They remained for a while with their arms round one another. It struck Joan as curious, even at the time, that all feeling of superiority had gone out of her. They might have been two puzzled children that had met one another on a path that neither knew. But Joan was the stronger character.

“I want you to give me up that box,” she said, “and to come away with me where I can be with you and take care of you until you are well.”

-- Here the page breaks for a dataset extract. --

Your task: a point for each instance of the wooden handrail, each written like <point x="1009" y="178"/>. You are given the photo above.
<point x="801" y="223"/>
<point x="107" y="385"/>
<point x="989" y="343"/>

Mrs. Phillips made yet another effort. “Have you thought about him?” she asked.

Joan answered with a faint smile. “Oh, yes,” she said. “I didn’t forget that argument in case it hadn’t occurred to the Lord.”

“Perhaps,” she added, “the helpmate theory was intended to apply only to our bodies. There was nothing said about our souls. Perhaps God doesn’t have to work in pairs. Perhaps we were meant to stand alone.”

Mrs. Phillips’s thin hands were playing nervously with the bed clothes. There still seemed something that she had to say. As if Joan hadn’t thought of everything. Her eyes were fixed upon the narrow strip of light between the window curtains.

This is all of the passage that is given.